When asked what she would say to those people who oppose the RUS or USF funding programs, Boyd replies: “Well, we have paid taxes all our lives like the rest of the population, so I feel we deserve the opportunity to have help getting communications service. We really felt out of touch with today’s modern world without phone or internet service, because so much of life today is geared towards the internet. We couldn’t even order clothes from a catalog or call our spouses to let them know we would be home late if we had an emergency at work. A lot of residents here died of old age waiting for phone service to reach them.”
Boyd says her biggest problem now is training herself not to fall and break a leg to answer the phone, because she still gets so excited each time she receives a call. “People who have always been connected don’t realize the convenience of having a phone. Before Timberline installed our service, I would drive 11 miles to Verlot ranger station to make a call, and luckily, because I was a ranger, I had a key to go inside to use the phone. The rest of people in Silverton would have to use the phone booth outside the ranger station, which wasn’t ideal in the dead of winter.”
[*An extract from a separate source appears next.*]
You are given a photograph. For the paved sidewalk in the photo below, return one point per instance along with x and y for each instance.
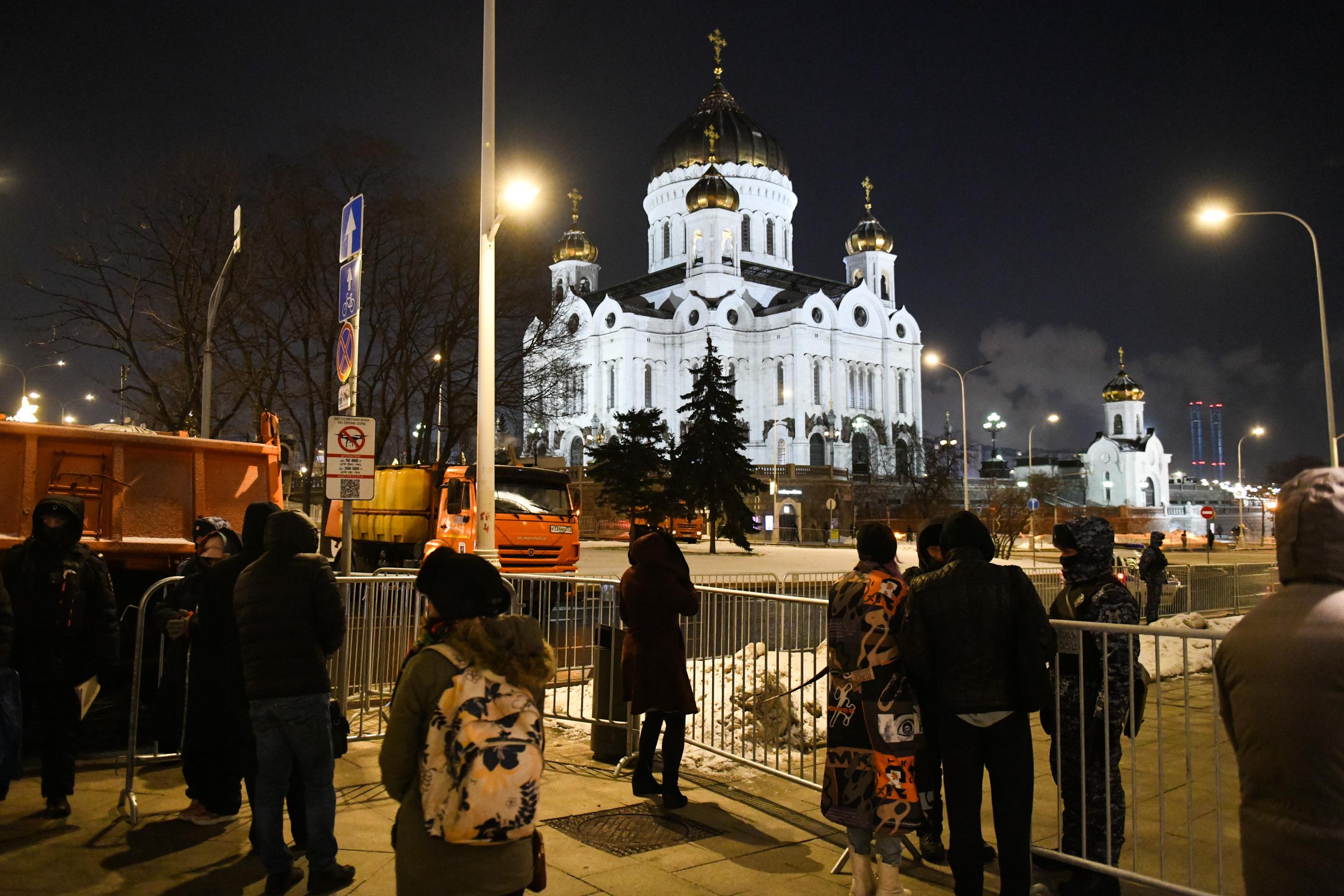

Bott says having a telecommunications infrastructure will bring more stability and opportunity to the community. “Several of the residents have told us they are really happy they can finally do some work from home—and some people will now even be able to telecommute fulltime. For some, their home in Silverton was their secondary dwelling, but they said it would become their primary dwelling once they had phone service, so it was a good opportunity for the community. They can connect and talk with the world. Our phone service gives them access to advanced EMT services—before all they had was one radio in town, which only worked sometimes, and in emergencies they used this faulty radio to call for help. Now they will all have 911 phone access—it’s a safety issue they were worried about. They also become citizens of the USA, and get connected to the country’s network, so it’s a very god thing for them overall.”
Bott reckons Silverton will have a network probably more advanced than Seattle, because the Silverton network has more modern electronics, and the copper is newer. Although Timberline Telecom designed the original network for a fiber optic build, they ultimately had to use copper because the homes in Silverton don’t have electricity yet. “To install fiber to the home, you need power on the home, and basically the last place for power along the line was our central office, so we had to use copper to power the dial tone. But everything was engineered and constructed to allow us to provide broadband to everyone there in the future, and that will be our next phase—to turn on the broadband in six months to year.”
The network cost about two million dollars to build, and service has been installed in 31 homes since Timberline began hooking people up on 17th July, 2006. Bott feels a great sense of accomplishment now that the residents finally have service. “Our loan application was submitted in 1999, so we are pushing 7 years. It’s been a long process, but, it’s another good example of USF doing what it was designed to do, even though Silverton was a high cost area. An investment like this is never going to be a cash cow, it’s more of a challenge than anything, but it’s been rewarding to see the phones working. It’s really relief to see that the customers have service.”
How do the residents of Silverton feel? “Celebrating in a way,” says Bott, “Making a lot of phone calls.”